HIBRISTOFILIA POLÍTICA

Cuesta entender la propensión de este Gobierno por los personajes poco recomendables, cuando no convictos delincuentes. Y casi mejor no entenderlo porque sólo se puede explicar mediante la influyente presencia en el Consejo de Ministros de un partido antisistema.

El caso es que no hay en la política española un dirigente u organización con problemas con la ley que no goce de atención preferente en Moncloa. El socio clave de la investidura está en la cárcel, nada menos que por sublevarse contra el Estado. Al socio del socio lo acaban de inhabilitar por desobediencia y muy probablemente tenga que dejar, además de su escaño autonómico, la Presidencia de Cataluña.

El jefe del socio del socio es un prófugo de la justicia.
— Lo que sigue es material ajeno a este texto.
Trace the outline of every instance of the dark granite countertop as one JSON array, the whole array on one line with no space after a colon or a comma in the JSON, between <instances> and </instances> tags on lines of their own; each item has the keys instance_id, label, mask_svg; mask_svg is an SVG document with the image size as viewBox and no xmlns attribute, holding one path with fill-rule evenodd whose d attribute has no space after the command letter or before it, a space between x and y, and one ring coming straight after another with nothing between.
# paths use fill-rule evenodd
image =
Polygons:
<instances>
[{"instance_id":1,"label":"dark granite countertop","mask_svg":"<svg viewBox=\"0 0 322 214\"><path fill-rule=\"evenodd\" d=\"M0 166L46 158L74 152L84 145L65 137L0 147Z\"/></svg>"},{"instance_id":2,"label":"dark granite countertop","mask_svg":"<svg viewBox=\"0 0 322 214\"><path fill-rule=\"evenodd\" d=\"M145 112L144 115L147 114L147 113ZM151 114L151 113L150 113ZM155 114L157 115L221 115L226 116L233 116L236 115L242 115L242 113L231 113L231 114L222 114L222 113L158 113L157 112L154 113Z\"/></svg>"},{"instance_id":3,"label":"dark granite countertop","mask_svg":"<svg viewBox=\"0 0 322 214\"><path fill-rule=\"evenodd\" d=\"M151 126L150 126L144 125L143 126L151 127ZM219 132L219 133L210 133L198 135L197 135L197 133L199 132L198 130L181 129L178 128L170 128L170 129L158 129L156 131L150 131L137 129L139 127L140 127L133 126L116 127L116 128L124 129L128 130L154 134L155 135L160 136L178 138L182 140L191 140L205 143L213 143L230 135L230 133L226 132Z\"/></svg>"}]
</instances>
Y el otro aliado de privilegio está también inhabilitado por el Supremo debido a su relación con ETA, amén de otros episodios biográficos más truculentos que incluyen actividades terroristas y una condena por secuestro.

A todos ellos los prima el sanchismo con deferencias, arrumacos y esfuerzos por aliviar sus penalidades judiciales. Y por si no bastase con semejantes amistades y colaboradores de tan irreprochable currículum en el ámbito que los anglosajones llaman «doméstico», o sea, nacional, el Gabinete prodiga atenciones a la vicepresidenta de una tiranía bananera a quien la Unión Europea ha prohibido la entrada por atentar contra los derechos humanos.

A la gente de esta clase se la conoce en las democracias occidentales como políticos «gamberros» (rogues), es decir, facinerosos, truhanes, de trato y presencia no adecuados por sus condiciones morales. En la vida pública española, sin embargo, han devenido elementos esenciales gracias al arcangélico empeño de la izquierda en la reinserción de los maleantes.

Mientras que respetar las normas, pagar impuestos, crear empleo o cumplir obligaciones se ha vuelto una vulgaridad despreciable cuando no castigada con más deberes, servidumbres y responsabilidades.

Esto tiene un nombre en psiquiatría: hibristofilia, inclinación por los villanos y personas inquietantes o dañinas. Lo que en atención mental se considera una desviación más o menos escabrosa se ha convertido en el elemento que guía nuestra política.

Con el agravante de que, como suele suceder en muchos casos, el sujeto del trastorno recibe el repudio del objeto de su simpatía. Un fenómeno fácil de apreciar en el desvelo de Sánchez por los separatistas, que se avergüenzan o directamente desdeñan sus demostraciones afectivas, insisten en considerarse víctimas y en el mejor de los casos le recriminan que no cumpla sus promesas con la suficiente prisa.

Consumados chantajistas, huelen la debilidad, gustan de inspirar miedo y contestan con gruñidos a las sonrisas. Ir de malotes favorece su cohesión, aunque sea ficticia, fortalece su autoestima y les proporciona la sensación de poder que da ver al enemigo de rodillas.